Sales in the third quarter slid 44 percent to $7.30 billion.
The world's largest maker of construction and mining equipment has struggled with lower demand since the world economy worsened late last year. Lower prices for commodities such as iron ore, a key steel ingredient, have undercut orders for its giant mining trucks. A battered housing market also has eaten into the company's sales.
Caterpillar has responded by dramatically cutting production and laying off thousands of workers. Analysts say renewed demand from developing countries such as China and Brazil, a weaker dollar that makes the company's products less expensive in overseas markets and rising commodity prices could brighten Caterpillar's prospects next year.
The company boosted its 2009 profit forecast to a range of $1.10 per share to $1.30 per share compared with an earlier forecast of 40 cent to $1.50 per share.
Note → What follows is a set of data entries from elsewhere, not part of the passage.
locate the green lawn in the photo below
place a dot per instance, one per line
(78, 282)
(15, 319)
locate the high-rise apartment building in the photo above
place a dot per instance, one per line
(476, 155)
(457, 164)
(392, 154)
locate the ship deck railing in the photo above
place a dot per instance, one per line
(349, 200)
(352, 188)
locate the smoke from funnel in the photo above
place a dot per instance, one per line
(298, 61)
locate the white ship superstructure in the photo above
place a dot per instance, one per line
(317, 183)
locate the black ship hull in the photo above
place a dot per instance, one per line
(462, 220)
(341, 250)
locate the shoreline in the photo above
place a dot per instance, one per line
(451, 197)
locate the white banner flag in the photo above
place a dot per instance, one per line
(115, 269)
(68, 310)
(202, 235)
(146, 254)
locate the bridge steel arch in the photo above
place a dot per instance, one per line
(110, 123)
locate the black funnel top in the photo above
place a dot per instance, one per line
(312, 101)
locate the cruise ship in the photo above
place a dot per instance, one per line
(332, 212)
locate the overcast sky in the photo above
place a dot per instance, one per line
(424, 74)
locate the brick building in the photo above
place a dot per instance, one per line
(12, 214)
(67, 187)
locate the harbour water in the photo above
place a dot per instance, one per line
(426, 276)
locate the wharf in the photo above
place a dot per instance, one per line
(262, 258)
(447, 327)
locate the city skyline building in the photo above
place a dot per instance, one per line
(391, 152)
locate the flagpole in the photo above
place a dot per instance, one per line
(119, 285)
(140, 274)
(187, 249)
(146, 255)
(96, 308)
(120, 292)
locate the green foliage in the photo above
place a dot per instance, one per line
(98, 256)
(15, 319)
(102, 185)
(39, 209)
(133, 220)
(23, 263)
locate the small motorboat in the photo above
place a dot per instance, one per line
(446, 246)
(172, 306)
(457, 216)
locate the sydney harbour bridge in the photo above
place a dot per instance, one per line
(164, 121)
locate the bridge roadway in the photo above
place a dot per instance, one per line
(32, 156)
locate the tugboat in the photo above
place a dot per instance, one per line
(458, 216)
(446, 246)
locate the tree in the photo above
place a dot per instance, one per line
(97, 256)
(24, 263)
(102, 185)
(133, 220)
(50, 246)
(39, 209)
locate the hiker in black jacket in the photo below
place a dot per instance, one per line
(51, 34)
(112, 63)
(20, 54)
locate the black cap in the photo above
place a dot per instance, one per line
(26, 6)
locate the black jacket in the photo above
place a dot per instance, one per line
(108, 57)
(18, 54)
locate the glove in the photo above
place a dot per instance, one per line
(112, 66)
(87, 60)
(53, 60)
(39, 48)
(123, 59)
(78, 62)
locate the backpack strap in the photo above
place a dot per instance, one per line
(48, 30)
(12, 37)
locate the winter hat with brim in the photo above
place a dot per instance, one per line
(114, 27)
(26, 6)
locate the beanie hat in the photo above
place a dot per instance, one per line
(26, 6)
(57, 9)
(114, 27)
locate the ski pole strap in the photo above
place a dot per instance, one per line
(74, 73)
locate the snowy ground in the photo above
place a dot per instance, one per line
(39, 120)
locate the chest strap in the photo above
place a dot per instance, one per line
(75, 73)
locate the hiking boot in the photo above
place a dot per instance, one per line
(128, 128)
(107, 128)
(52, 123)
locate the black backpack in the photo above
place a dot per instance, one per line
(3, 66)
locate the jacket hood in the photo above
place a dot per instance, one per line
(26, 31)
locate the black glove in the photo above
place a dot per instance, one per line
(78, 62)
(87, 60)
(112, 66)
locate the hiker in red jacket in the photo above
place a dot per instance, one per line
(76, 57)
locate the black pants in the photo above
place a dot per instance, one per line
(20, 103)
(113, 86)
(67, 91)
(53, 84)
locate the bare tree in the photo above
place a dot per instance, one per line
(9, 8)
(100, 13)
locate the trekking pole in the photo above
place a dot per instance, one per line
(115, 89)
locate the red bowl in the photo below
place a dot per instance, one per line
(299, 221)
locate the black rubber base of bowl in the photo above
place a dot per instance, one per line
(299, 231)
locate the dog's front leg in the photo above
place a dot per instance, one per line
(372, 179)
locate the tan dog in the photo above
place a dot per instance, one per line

And it expects 2010 sales to rise 10 percent to 25 percent compared with the midpoint of 2009, partly due to dealers using up their stockpiles of Caterpillar products.
Caterpillar said it earned $404 million, or 64 cents per share, during the July-September period. That compares with $868 million, or $1.39 per share, during the same period a year earlier.
Shares of the Peoria, Ill.-based company rose $2.85, or nearly 5 percent, to $60.70 in pre-market trading.